Date of Award:

2014

Document Type:

Dissertation

Degree Name:

Doctor of Philosophy (PhD)

Department:

Instructional Technology and Learning Sciences

Advisor/Chair:

Taylor Martin

Abstract

The use of educational digital games as a method of instruction for science, technology, engineering, and mathematics has increased in the past decade. While these games provide successfully implemented interactive and fun interfaces, they are not designed to respond or remedy students’ negative affect towards the game dynamics or their educational content. Therefore, this exploratory study investigated the frequent patterns of student emotional and behavioral response to educational digital games.

To unveil the sequential occurrence of these affective states, students were assigned to play the game for nine class sessions. During these sessions, their affective and behavioral response was recorded to uncover possible underlying patterns of affect (particularly confusion, frustration, and boredom) and behavior (disengagement). In addition, these affect and behavior frequency pattern data were combined with students’ gameplay data in order to identify patterns of emotions that led to a better performance in the game.

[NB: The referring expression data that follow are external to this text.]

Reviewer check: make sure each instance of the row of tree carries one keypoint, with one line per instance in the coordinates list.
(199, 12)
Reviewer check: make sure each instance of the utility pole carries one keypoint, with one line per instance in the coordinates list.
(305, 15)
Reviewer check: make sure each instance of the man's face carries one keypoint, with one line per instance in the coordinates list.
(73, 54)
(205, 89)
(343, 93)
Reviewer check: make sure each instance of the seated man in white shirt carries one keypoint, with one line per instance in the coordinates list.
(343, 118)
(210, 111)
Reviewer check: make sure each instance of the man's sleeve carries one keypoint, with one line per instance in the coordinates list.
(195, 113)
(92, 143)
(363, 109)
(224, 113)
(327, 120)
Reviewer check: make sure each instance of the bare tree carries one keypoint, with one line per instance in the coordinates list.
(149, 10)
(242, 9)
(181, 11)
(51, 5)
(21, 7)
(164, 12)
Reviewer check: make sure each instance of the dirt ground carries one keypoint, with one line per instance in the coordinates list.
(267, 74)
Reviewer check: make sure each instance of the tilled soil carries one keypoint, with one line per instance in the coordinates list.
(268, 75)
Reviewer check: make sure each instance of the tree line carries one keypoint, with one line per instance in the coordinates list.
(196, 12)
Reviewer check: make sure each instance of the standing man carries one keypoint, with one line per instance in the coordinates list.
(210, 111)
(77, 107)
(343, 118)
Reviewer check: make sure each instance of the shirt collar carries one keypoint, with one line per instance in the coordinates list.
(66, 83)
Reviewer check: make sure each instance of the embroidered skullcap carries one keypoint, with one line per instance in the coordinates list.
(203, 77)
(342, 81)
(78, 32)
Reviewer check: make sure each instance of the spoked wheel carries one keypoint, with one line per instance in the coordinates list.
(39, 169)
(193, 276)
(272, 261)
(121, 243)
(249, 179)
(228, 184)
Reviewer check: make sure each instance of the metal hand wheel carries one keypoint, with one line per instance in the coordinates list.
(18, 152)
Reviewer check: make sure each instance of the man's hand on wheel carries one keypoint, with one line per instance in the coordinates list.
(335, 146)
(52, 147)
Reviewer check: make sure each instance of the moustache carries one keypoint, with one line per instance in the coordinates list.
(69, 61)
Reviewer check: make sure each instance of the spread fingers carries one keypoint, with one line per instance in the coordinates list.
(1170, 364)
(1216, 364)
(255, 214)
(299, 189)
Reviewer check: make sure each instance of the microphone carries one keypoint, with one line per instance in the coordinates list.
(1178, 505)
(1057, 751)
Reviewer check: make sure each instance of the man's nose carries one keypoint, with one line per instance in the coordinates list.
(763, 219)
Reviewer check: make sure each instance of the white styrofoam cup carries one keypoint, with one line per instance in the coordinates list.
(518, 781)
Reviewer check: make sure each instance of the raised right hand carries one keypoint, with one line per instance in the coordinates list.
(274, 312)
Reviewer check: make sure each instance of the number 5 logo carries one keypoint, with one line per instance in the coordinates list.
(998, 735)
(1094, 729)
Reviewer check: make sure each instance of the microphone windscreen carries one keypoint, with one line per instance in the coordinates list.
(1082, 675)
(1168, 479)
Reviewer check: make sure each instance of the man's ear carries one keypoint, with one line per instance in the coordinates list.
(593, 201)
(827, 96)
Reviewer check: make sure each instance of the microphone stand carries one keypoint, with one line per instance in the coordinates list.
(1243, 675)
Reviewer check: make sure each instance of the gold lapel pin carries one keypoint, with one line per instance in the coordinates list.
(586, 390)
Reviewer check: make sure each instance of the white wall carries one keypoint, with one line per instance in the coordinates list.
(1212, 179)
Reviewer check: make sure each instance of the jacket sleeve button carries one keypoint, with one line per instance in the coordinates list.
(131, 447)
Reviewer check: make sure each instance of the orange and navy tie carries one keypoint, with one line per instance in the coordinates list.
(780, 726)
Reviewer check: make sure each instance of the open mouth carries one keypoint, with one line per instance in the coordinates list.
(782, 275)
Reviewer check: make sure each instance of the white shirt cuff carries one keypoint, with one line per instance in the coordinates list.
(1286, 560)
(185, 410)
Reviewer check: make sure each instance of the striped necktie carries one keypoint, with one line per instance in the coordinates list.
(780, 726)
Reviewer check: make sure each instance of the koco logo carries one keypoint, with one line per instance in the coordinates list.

The results provide information on possible affect and behavior patterns that could be used in further research on affect and behavior detection in such open-ended digital game environments. Particularly, the findings show that students experience a considerable amount of confusion, frustration, and boredom. Another finding highlights the need for remediation via embedded help, as the students referred to peer help often during their gameplay. However, possibly because of the low quality of the received help, students seemed to become frustrated or disengaged with the environment. Finally, the findings suggest the importance of the decay rate of confusion; students’ gameplay performance was associated with the length of time students remained confused or frustrated. Overall, these findings show that there are interesting patterns related to students who experience relatively negative emotions during their gameplay.